On April 19, 2013, Tsarnaev was pulled from a small motor boat in a backyard in a quiet neighborhood.
No one had a better view of what went down in the backyard of the house on Franklin Street in Watertown than Murphy.
A year ago, Murphy along with the hundreds of local, state and federal law enforcement officers swarmed to the area where Tsarnaev had been spotted.
Tsarnaev's brother, Tamerlan, was killed in an exchange of gunfire with police during the manhunt for the two, who were wanted in connection with the two explosions that tore through the Boston Marathon and the murder of a MIT police officer.
"I was in this building, adjacent from boat, the rear of this building in a window that was looking directly at this boat," Murphy said in an exclusive interview with "CBS This Morning."
Murphy was a tactical photographer with the state police. His job was to chronicle operations as they unfolded. "When he arose from the boat my first thought was, we've got him, he's not going anywhere else," Murphy said.
For months, the pictures Murphy took of Tsarnaev's capture were kept out of the public light since they were the property of the state police.
Then last July, Murphy saw the cover of Rolling Stone magazine, which he, like so many in Boston, thought depicted Tsarnaev as a rock star. He was astonished.
"Oh, it was totally offensive. I think it was anyone who saw that cover knew it was offensive and knew it was wrong," Murphy said."I was upset that they did that. I knew it hurt a lot of people," he said.
In response, Murphy decided to release the photos of Tsarnaev, though he didn't have the authority.
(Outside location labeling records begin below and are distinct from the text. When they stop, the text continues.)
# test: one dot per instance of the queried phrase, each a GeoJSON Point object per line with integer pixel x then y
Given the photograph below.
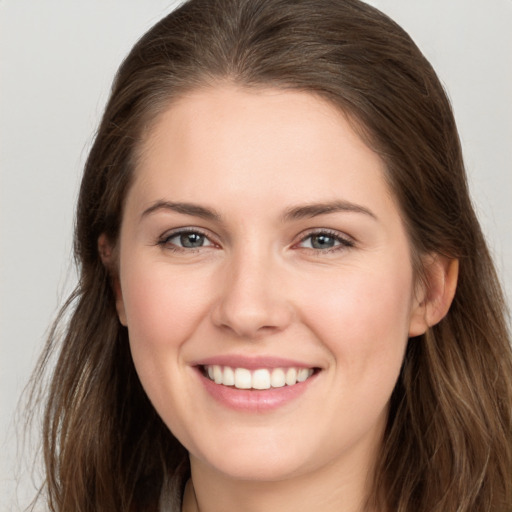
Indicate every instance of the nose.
{"type": "Point", "coordinates": [253, 301]}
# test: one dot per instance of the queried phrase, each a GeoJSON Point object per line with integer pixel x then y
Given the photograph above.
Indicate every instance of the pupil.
{"type": "Point", "coordinates": [322, 241]}
{"type": "Point", "coordinates": [192, 240]}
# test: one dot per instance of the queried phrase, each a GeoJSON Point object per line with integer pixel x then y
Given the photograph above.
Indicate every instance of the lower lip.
{"type": "Point", "coordinates": [255, 400]}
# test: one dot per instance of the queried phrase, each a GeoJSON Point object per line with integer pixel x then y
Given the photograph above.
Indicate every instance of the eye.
{"type": "Point", "coordinates": [185, 239]}
{"type": "Point", "coordinates": [325, 241]}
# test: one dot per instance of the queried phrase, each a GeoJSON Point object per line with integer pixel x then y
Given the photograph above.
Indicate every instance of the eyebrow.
{"type": "Point", "coordinates": [185, 208]}
{"type": "Point", "coordinates": [314, 210]}
{"type": "Point", "coordinates": [294, 213]}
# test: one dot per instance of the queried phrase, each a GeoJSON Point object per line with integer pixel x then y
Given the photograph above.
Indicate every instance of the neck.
{"type": "Point", "coordinates": [328, 489]}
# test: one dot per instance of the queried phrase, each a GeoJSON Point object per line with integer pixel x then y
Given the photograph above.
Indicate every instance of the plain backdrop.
{"type": "Point", "coordinates": [57, 60]}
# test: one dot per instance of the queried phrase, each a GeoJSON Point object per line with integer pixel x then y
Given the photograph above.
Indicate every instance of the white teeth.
{"type": "Point", "coordinates": [243, 378]}
{"type": "Point", "coordinates": [217, 374]}
{"type": "Point", "coordinates": [278, 378]}
{"type": "Point", "coordinates": [263, 378]}
{"type": "Point", "coordinates": [228, 377]}
{"type": "Point", "coordinates": [291, 376]}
The photos depicted a bloody Tsarnaev with his arms up and forehead colored red from the laser beams of sniper rifles.
"Knowing that I had the images that really showed that that guy, not fluffed and buffed for the cover of Rolling Stone, but as he really looks on the day he was captured, is very simple for me. I knew that people had to see those images," he said.
After the photos were published, Murphy was suspended and then reassigned to a graveyard shift on the desk. He eventually worked out a deal where after 25 years, he retired from the state police with his pension.
Murphy said he would absolutely release the photos again even despite knowing it would end his career."It was never about me. It was never about the state police. ... If people were in my shoes, I would think that they would have done the same thing I did," he said.
Last week, Edward Deveau, Watertown's police chief, testified in front of a House committee about Tsarnaev's capture in Washington D.C.
He's concerned the release of those pictures could force a change in location for the trial.
"We get frustrated sometimes how things go but we want to make sure we get that conviction at the end of the day," Deveau said. "I know he (Murphy) was frustrated and probably shouldn't have done it but I understand."
But in South Boston, support for Murphy among fellow law enforcement remains strong. "I have never spoken to anyone face-to-face who has been critical of what I did, not one," Murphy said.
This year, instead of working the marathon, Murphy will be running it in honor of 8-year-old Martin Richard, the youngest victim a year ago.
So far, he's raised more than $11,000 for the Martin Richard Foundation, which invests in education, athletics and community.
Murphy spends much of his time working for the foundation and not giving very much thought at all to his decision to make these pictures public. "Sometimes doing what's not right is the right thing to do," he said.